VERONA: Si ride si riflette e ci si commuove con l’Alice di Lella Costa

Il teatro di Lella Costa è Lella Costa stessa. Quando si va ad assistere ad un suo spettacolo si va comunque per sentire lei, quas...

Il teatro di Lella Costa è Lella Costa stessa. Quando si va ad assistere ad un suo spettacolo si va comunque per sentire lei, quasi indipendentemente dal testo che mette in scena, tale ormai è l’abilità nel costruirsi testi su misura ed allo stesso tempo ritagliarsi spazi personali all’interno dei testi che porta in scena.
Si potrebbe considerare questa straordinaria attrice come una sorta di cantastorie, di cui ogni nuovo spettacolo altro non è che un ulteriore tassello alla sua analisi del mondo in cui viviamo, come si può dire di altri interpreti quali Paolini o Bergonzoni.
Questa nuova Alice, arrivata a Verona per la rassegna"Il grande teatro" fresca di debutto, è una riflessione sui bambini e sulla loro situazione all’interno della nostra società, che viene beffardamente definita nel titolo come “meraviglia di paese” ma che ben poco ha a che spartire con il “migliore dei mondi possibili” leibnitziano.
Senza perdere di intensità nemmeno per un istante (nonostante qualche trascurabile inciampo dovuto al recentissimo debutto) Lella-Alice ci porta oltre lo specchio della nostra ipocrisia e della nostra indifferenza e tra una battuta spiritosa ed un sorriso amaro ci ricorda che tutti gli adulti sono un tempo stati bambini, ma i sogni e l’innocente ingenuità di allora si sono ormai piegati al cinico pragmatismo che ormai ci rende capaci di tutto ed impermeabili a tutto.

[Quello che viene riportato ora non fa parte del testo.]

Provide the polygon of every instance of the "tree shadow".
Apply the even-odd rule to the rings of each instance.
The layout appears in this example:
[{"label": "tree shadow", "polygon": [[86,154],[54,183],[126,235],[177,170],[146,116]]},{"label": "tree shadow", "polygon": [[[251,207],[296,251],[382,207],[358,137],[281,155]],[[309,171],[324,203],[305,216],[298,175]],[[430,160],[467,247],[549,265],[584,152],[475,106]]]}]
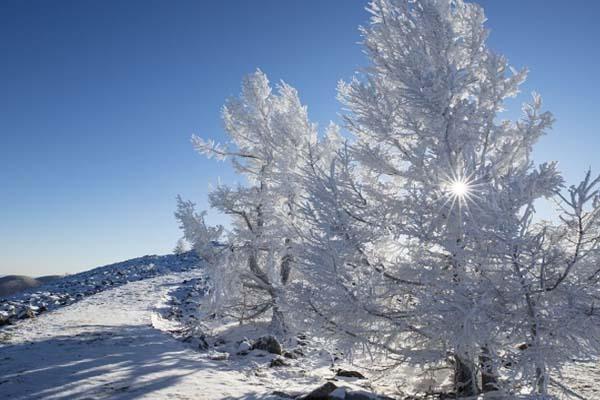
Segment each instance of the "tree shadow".
[{"label": "tree shadow", "polygon": [[0,346],[0,397],[152,398],[201,368],[228,368],[201,359],[151,326],[78,328],[82,333],[74,336]]}]

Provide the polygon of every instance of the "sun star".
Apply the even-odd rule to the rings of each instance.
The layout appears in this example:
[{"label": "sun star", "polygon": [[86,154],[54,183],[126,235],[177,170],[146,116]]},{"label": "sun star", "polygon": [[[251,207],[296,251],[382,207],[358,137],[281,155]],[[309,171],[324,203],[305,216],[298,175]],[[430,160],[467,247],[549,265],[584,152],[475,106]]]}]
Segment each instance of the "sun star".
[{"label": "sun star", "polygon": [[467,196],[471,190],[469,183],[464,179],[457,179],[450,182],[449,189],[453,196],[461,198]]},{"label": "sun star", "polygon": [[455,204],[459,208],[468,207],[468,203],[477,198],[476,186],[470,176],[454,175],[443,182],[442,188],[446,198],[444,205],[450,203],[450,208],[453,208]]}]

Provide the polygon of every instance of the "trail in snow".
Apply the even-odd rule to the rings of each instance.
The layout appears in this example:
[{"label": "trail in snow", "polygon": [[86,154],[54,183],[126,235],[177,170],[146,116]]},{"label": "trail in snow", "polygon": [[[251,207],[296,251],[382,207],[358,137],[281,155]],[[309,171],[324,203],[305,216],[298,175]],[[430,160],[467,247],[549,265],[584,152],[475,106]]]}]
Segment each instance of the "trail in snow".
[{"label": "trail in snow", "polygon": [[263,398],[252,377],[152,326],[154,305],[191,276],[129,283],[0,332],[0,398]]}]

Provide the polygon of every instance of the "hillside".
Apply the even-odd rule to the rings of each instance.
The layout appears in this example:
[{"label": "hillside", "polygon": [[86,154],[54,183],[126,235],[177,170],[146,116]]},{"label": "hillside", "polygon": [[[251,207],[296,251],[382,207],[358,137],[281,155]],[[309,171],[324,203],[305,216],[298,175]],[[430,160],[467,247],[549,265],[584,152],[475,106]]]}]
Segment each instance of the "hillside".
[{"label": "hillside", "polygon": [[22,285],[18,291],[0,296],[0,326],[33,318],[40,313],[75,303],[87,296],[128,282],[169,272],[186,271],[195,268],[198,262],[198,257],[193,253],[148,255],[66,275],[60,279],[52,279],[52,276],[38,279],[3,277],[1,279],[7,282],[9,288],[19,287],[19,282],[25,282],[28,286]]}]

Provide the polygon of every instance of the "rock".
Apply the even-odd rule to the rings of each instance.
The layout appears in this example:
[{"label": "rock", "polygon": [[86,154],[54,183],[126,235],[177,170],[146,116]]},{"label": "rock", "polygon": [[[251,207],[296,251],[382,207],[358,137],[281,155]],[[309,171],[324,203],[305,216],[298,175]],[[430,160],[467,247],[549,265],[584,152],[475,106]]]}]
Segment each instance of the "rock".
[{"label": "rock", "polygon": [[31,307],[24,307],[17,313],[17,319],[34,318],[35,312]]},{"label": "rock", "polygon": [[0,326],[10,324],[10,314],[6,311],[0,311]]},{"label": "rock", "polygon": [[263,350],[267,353],[281,355],[282,349],[281,344],[275,339],[274,336],[262,336],[254,341],[252,344],[252,350]]},{"label": "rock", "polygon": [[271,360],[271,363],[269,364],[269,367],[271,368],[277,368],[277,367],[289,367],[289,364],[285,362],[285,360],[283,358],[277,357]]},{"label": "rock", "polygon": [[381,396],[364,390],[349,390],[344,400],[394,400],[391,397]]},{"label": "rock", "polygon": [[264,371],[256,370],[254,371],[254,376],[258,376],[259,378],[266,378],[267,374]]},{"label": "rock", "polygon": [[330,399],[345,400],[346,399],[346,388],[339,387],[333,392],[329,393]]},{"label": "rock", "polygon": [[284,351],[283,352],[283,356],[285,358],[289,358],[291,360],[295,360],[296,358],[298,358],[298,355],[296,353],[291,352],[291,351]]},{"label": "rock", "polygon": [[204,335],[202,336],[197,336],[196,337],[197,340],[197,348],[198,350],[207,350],[208,349],[208,342],[206,341],[206,337]]},{"label": "rock", "polygon": [[517,346],[517,349],[524,351],[527,350],[529,348],[529,343],[521,343],[520,345]]},{"label": "rock", "polygon": [[285,392],[281,392],[279,390],[276,390],[274,392],[271,393],[273,396],[277,396],[277,397],[281,397],[282,399],[295,399],[296,396],[293,394],[288,394]]},{"label": "rock", "polygon": [[337,388],[338,387],[335,384],[327,382],[324,385],[319,386],[312,392],[305,394],[304,396],[298,397],[298,400],[328,400],[330,398],[329,395],[331,394],[331,392],[333,392]]},{"label": "rock", "polygon": [[352,390],[344,386],[338,387],[331,382],[327,382],[312,392],[302,396],[296,396],[295,398],[297,400],[394,400],[391,397],[378,395],[365,390]]},{"label": "rock", "polygon": [[348,371],[345,369],[338,369],[335,376],[342,376],[344,378],[367,379],[363,374],[361,374],[358,371]]},{"label": "rock", "polygon": [[252,344],[250,344],[250,342],[247,341],[247,340],[242,340],[240,342],[240,344],[238,345],[238,353],[246,353],[246,354],[248,354],[248,352],[250,351],[250,349],[252,349]]},{"label": "rock", "polygon": [[[172,333],[178,333],[171,331]],[[206,341],[206,335],[200,329],[192,329],[191,331],[179,330],[182,333],[181,341],[189,343],[193,348],[197,350],[207,350],[209,348],[208,342]]]}]

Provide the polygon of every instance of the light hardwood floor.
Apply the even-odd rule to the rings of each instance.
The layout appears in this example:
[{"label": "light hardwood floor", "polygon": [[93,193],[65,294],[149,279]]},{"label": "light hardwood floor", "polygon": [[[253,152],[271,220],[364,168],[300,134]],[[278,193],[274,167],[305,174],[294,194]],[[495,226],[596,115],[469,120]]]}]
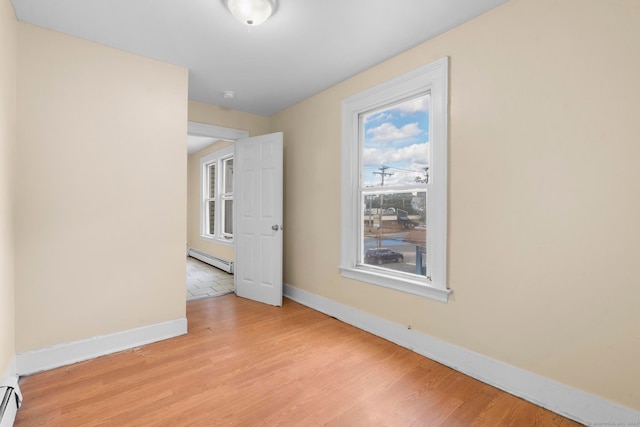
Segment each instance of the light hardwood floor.
[{"label": "light hardwood floor", "polygon": [[285,299],[187,304],[189,334],[22,379],[16,426],[572,426]]}]

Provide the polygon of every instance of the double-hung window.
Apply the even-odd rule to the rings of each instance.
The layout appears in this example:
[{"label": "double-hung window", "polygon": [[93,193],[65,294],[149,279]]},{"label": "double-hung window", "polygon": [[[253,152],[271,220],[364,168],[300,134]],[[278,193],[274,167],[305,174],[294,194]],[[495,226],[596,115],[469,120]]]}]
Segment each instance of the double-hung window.
[{"label": "double-hung window", "polygon": [[343,276],[447,301],[448,59],[342,103]]},{"label": "double-hung window", "polygon": [[233,147],[200,160],[202,198],[200,235],[233,242]]}]

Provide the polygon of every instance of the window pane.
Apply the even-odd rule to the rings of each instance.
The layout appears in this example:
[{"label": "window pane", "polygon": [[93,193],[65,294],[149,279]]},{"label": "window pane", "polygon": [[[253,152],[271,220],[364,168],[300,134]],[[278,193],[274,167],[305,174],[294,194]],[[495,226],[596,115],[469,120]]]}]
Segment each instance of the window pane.
[{"label": "window pane", "polygon": [[209,210],[207,211],[207,215],[209,218],[209,233],[208,234],[213,234],[216,231],[216,227],[215,227],[215,218],[216,218],[216,202],[214,201],[210,201],[209,202]]},{"label": "window pane", "polygon": [[421,95],[361,115],[362,187],[412,185],[426,180],[429,99],[428,94]]},{"label": "window pane", "polygon": [[233,234],[233,200],[224,201],[224,232]]},{"label": "window pane", "polygon": [[209,174],[209,198],[213,199],[216,197],[216,165],[209,165],[207,173]]},{"label": "window pane", "polygon": [[426,276],[426,191],[363,194],[364,264]]},{"label": "window pane", "polygon": [[233,159],[224,161],[224,192],[233,193]]}]

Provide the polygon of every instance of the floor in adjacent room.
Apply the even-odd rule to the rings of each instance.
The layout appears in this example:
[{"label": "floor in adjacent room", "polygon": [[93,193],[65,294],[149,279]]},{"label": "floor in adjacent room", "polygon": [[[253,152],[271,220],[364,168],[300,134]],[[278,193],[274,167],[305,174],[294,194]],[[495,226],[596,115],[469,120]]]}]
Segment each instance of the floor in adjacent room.
[{"label": "floor in adjacent room", "polygon": [[187,301],[233,292],[233,274],[187,257]]}]

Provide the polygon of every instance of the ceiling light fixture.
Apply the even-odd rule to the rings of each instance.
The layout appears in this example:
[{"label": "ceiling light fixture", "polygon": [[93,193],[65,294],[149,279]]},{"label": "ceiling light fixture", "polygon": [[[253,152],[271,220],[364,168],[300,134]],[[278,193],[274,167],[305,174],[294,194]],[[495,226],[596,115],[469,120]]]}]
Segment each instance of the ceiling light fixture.
[{"label": "ceiling light fixture", "polygon": [[250,27],[265,22],[276,9],[275,0],[224,0],[224,2],[238,21]]}]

Molti sono i temi che vengono toccati e sarebbe sterile elencarli in modo pedante. Basti solo dire che una volta ancora abbiamo assistito alla prova di una grande attrice, a cui forse in corso d’opera non sono stati tributati tutti gli applausi a scena aperta che avrebbe meritato, ma, se posso riferire un’impressione strettamente personale, in più di un’occasione l’imbarazzo che provavo nel confrontarmi con il messaggio che veniva lanciato e nel quale io colpevolmente non potevo non identificarmi bloccava lo slancio che un’altra parte di me avrebbe voluto tributare all’interprete.
Il teatro contemporaneo ha ormai quasi completamente perso quella funzione politica e sociale che era alla base del teatro delle origini. Il teatro di Lella Costa fortunatamente no.